American Telephone & Telegraph Co. yesterday asked the government to approve the largest long-distance telephone rate increase in history, a total of 10.5 percent in a two-step process by the end of the year that would give the company an estimated $1.2 billion in additional revenue.

Under the plan, AT&T would put 5.6 percent of the rate increase into effect in June, thus apparently enabling the company to comply with the Carter administration's price guidelines, which are based on an Oct. 1-Sept. 30 fiscal year. The remaining 4.9 percent of the proposed rate increase would go into effect in October.

An official with the Council on Wage and Price Stability said AT&T "filed for a much smaller increase than they otherwise would have because of the council's price standards."

But if AT&T had asked for the 10.5 percent increase at one time, rather than in two steps, the administration "most likely" would not have found the request in compliance with administration price guidelines, the official said.

The request, which must be approved by the Federal Communications Commission, comes while the FCC is considering how to deal with the fact that the Bell System exceeded its regulated rate of return by about $100 million. Consumer activists have asked that either the money be returned to telephone users or be used to set up a fund to represent the public in phone rate proceedings.

In addition, AT&T has asked the commission to raise its rate of return above the 10 percent figure set by the FCC.

James R. Billingsley, AT&T's vice president for regulatory matters, said the company would show a return on interstate investment of about 9.3 percent without a rate increase. "Overall, our rate of return must be at least 13 percent," he said.

The company needs to raise more than $6 billion this year to finance a $16.7 billion construction program designed "not only to assure good service, but also to keep the benefits of new technology flowing to our customers," Billingsley said.

AT&T estimated that the increase, if approved by the FCC, would raise the average customer's monthly telephone bill by about 17 cents in June and 13 cents more in October.

A business customer's bill would go up by about $1.35 a month in June and an additional $1.05 in October.
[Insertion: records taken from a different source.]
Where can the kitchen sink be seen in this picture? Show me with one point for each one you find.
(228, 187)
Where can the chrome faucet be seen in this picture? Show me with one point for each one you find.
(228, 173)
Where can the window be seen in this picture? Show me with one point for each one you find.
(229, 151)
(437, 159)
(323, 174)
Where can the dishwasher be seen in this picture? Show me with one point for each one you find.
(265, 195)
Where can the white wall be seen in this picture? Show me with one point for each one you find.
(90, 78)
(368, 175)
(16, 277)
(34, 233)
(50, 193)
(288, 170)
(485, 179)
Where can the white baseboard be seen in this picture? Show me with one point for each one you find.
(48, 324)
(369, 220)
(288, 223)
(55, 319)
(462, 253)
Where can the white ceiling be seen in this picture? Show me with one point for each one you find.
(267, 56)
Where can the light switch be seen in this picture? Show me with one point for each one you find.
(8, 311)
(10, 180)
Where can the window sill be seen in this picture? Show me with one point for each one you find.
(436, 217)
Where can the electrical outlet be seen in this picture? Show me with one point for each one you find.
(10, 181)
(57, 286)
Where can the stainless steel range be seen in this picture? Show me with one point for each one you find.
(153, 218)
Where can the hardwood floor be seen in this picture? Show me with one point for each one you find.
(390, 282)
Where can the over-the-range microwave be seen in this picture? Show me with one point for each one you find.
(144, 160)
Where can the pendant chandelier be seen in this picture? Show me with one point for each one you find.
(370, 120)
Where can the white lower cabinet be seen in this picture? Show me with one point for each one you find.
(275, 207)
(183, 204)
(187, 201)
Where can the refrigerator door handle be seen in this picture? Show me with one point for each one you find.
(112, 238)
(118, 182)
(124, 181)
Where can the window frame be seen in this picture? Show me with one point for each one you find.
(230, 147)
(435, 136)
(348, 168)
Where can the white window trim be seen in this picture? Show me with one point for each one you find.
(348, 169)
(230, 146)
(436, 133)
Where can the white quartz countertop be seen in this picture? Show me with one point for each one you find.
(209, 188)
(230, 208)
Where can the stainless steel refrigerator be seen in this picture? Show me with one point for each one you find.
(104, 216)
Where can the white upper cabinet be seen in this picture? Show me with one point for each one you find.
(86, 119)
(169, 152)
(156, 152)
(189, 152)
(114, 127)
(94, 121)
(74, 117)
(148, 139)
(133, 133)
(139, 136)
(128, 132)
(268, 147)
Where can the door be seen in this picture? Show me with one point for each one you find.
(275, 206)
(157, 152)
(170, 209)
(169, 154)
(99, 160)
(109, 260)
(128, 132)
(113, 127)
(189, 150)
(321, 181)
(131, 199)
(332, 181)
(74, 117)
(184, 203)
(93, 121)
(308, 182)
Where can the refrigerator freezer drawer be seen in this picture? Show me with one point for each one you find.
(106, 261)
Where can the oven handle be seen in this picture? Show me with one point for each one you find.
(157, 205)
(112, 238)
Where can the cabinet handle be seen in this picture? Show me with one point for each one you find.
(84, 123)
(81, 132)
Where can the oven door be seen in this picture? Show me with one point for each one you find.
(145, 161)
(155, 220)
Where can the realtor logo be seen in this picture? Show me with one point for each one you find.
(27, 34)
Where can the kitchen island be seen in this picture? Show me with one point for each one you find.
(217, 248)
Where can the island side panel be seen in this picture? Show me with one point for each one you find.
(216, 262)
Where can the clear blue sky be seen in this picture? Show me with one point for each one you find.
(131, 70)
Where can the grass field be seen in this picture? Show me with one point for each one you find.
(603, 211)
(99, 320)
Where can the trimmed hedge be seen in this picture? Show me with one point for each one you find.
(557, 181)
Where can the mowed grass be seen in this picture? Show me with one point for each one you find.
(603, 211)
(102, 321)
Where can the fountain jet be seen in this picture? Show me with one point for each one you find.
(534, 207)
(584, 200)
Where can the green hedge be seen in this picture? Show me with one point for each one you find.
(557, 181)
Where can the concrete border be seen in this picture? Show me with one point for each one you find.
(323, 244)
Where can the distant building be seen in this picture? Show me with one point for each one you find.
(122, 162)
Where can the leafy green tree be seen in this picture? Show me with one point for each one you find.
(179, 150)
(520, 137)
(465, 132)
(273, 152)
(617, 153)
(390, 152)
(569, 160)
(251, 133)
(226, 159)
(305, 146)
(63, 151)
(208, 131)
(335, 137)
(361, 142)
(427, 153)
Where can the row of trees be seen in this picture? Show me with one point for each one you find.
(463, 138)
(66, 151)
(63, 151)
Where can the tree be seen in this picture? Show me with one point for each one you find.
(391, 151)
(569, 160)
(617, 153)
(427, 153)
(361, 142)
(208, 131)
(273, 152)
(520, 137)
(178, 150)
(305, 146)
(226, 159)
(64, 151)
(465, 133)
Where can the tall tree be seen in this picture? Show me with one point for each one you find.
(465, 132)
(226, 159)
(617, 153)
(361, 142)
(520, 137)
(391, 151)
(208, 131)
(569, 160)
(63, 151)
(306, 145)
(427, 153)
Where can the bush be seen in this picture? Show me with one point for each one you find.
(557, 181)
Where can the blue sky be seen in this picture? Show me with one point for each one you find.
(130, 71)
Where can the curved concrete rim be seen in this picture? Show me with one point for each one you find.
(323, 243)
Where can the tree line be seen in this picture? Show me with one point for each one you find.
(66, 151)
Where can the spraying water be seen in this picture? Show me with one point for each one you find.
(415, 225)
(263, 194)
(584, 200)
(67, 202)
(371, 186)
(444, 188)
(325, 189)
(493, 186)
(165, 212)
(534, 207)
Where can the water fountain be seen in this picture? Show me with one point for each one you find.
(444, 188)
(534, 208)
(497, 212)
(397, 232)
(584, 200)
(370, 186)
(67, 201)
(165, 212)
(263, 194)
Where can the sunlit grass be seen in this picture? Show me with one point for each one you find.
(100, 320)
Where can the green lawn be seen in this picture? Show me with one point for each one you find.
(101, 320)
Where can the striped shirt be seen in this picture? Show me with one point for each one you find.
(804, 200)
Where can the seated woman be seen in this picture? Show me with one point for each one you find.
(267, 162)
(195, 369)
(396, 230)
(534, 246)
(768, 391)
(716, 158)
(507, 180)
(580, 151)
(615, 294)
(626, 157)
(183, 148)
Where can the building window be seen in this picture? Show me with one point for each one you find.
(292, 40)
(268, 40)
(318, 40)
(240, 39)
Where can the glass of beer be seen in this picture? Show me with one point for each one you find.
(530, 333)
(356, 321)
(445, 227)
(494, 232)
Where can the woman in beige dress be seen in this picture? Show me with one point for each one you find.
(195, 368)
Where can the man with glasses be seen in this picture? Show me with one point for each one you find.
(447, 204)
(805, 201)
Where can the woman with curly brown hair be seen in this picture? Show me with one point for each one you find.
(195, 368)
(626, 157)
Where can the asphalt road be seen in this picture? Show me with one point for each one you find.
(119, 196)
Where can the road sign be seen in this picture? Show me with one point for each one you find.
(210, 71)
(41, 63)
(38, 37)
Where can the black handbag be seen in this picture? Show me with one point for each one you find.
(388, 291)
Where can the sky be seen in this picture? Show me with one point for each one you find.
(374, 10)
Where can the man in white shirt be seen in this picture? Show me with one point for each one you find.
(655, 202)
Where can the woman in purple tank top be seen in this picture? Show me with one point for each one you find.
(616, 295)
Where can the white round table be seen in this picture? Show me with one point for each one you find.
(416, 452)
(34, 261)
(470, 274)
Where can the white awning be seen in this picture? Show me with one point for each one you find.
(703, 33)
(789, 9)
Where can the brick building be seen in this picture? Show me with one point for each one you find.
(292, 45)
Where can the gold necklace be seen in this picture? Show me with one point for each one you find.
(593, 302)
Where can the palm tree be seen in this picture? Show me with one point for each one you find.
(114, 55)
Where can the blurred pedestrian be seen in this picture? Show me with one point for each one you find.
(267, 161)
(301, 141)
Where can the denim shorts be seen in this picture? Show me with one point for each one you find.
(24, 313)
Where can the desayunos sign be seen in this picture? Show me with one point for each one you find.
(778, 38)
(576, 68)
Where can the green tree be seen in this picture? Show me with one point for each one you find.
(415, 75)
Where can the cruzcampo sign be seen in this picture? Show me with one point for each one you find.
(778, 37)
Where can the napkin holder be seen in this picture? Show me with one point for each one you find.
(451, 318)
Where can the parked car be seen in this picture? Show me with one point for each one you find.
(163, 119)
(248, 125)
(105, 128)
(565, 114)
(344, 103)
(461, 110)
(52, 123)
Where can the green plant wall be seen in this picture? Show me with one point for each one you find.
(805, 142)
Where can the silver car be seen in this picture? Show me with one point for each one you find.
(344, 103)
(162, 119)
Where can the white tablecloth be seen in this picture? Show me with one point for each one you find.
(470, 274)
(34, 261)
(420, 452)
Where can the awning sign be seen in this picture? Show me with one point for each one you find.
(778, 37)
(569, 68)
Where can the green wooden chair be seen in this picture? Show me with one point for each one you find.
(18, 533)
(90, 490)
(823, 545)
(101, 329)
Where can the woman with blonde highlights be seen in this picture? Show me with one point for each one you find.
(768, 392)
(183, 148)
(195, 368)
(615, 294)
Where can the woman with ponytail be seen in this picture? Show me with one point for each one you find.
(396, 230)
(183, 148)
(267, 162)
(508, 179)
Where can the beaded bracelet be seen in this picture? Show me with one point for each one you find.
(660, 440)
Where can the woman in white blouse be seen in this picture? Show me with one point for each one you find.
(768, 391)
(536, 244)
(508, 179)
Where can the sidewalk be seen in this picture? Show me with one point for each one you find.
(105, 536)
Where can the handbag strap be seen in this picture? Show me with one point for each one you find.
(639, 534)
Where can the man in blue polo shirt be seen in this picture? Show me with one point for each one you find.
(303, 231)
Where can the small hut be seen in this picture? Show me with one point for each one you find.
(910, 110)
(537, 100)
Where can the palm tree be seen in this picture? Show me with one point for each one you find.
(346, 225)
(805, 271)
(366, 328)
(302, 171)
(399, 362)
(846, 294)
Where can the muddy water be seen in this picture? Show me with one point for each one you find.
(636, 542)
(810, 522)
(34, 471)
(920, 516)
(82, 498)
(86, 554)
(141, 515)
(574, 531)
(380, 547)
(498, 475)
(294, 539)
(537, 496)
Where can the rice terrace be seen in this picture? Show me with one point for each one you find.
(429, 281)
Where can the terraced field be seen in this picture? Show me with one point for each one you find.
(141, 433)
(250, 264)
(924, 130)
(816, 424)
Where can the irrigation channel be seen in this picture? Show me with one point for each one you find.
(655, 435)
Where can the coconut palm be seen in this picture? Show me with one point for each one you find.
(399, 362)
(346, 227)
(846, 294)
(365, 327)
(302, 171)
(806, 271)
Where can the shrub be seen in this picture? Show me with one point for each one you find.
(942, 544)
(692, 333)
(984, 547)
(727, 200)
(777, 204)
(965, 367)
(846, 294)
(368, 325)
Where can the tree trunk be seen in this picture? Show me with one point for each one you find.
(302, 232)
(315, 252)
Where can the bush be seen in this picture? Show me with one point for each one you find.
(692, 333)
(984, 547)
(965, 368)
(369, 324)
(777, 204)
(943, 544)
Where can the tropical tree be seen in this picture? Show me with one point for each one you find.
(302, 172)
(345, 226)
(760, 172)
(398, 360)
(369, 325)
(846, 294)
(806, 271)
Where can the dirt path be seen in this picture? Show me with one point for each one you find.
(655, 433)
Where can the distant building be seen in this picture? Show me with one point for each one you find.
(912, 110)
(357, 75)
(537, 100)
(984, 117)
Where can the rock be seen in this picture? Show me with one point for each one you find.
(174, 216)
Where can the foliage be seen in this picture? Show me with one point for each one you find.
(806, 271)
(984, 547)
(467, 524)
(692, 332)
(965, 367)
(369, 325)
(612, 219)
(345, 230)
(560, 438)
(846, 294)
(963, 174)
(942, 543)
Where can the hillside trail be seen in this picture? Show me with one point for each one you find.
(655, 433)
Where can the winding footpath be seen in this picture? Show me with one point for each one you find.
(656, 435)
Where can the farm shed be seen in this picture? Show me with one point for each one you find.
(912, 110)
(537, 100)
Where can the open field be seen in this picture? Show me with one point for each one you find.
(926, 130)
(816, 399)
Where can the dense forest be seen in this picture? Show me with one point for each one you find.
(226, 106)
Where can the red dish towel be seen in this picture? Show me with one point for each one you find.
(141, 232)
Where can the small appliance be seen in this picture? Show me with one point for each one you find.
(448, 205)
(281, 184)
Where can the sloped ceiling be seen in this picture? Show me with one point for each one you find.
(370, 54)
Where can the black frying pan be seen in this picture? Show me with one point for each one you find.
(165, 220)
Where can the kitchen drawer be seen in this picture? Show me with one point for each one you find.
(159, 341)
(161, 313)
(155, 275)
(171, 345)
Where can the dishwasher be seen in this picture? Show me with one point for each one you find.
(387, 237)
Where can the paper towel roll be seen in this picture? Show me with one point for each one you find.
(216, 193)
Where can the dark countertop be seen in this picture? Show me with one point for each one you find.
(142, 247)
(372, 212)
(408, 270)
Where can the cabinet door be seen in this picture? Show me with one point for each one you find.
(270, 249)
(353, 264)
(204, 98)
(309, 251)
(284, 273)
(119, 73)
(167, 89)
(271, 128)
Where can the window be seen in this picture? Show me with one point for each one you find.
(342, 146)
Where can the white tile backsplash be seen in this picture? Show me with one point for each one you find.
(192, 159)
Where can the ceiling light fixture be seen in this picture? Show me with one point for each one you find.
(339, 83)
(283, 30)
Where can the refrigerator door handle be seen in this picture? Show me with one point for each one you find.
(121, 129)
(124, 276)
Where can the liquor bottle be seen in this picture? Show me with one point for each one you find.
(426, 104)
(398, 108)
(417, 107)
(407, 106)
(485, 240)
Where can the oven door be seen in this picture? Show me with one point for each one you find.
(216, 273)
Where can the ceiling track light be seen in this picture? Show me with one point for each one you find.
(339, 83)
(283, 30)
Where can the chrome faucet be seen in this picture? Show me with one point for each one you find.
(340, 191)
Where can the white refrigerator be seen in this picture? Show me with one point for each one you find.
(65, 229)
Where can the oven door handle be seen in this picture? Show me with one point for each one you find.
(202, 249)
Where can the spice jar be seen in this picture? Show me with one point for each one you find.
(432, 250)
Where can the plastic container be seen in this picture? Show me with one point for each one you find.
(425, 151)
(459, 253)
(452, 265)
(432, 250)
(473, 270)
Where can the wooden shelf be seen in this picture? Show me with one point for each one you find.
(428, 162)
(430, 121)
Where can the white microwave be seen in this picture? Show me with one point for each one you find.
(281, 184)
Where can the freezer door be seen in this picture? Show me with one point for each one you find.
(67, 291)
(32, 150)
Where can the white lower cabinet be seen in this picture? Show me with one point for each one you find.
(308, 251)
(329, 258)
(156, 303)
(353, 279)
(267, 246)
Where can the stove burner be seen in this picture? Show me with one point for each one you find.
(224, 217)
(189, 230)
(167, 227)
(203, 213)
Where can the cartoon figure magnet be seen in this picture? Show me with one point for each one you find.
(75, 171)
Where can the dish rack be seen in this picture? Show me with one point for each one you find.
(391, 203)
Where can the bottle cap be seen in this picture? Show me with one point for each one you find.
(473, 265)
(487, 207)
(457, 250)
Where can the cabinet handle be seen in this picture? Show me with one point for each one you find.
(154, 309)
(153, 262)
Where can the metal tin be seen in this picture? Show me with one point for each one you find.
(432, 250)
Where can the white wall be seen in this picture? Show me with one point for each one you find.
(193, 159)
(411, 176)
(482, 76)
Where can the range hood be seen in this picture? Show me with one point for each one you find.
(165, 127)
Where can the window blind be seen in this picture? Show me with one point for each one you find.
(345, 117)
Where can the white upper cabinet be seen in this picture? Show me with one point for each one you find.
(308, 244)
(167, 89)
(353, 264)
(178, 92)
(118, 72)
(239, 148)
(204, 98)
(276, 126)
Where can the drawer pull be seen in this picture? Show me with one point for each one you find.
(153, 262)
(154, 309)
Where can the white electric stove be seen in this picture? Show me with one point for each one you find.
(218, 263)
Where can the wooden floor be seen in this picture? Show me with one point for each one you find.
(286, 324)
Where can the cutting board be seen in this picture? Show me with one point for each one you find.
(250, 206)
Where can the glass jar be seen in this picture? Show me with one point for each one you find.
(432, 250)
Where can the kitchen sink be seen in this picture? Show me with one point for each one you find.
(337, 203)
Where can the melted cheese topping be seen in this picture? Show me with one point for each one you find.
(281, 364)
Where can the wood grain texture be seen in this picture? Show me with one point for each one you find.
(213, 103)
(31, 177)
Only long-distance calls -- including interstate, overseas, WATS and private line services -- would be covered by the proposed rate increase.

Samuel Simon, executive director of the National Citizens Committee for Broadcasting, a group that has been involved in telephone rate proceedings before the FCC, was critical of the rate increase request.

"It is an abuse of economic power by AT&T that they would come in and ask for $1.2 billion in order to meet their allowed rate of return in 1980 when in 1978 they've opposed refunding excess revenues," Simon said.

"They've got three ongoing major rate processes at the same time and there is no way that consumer representatives can participate in these proceedings. You need to be an AT&T in order to be able to afford that."

Henry Geller, head of the National Telecommunications and Information Administration and the administration's top telephone policymaker, refused to comment on the AT&T proposal. A spokesman said agency economists would study the matter.

AT&T last asked the FCC for an interstate service rate increase (2 percent) in 1976.

Company officials point out that even with the increases, interstate rates on station-to-station calls are similar to the rates 30 years ago, and that with inflation factored in, long-distance phone rates are less than half of what they were 12 years ago.

The company also noted that between 1967 and 1978 the costs of new construction rose 47 percent, office equipment 61 percent and trucks 90 percent.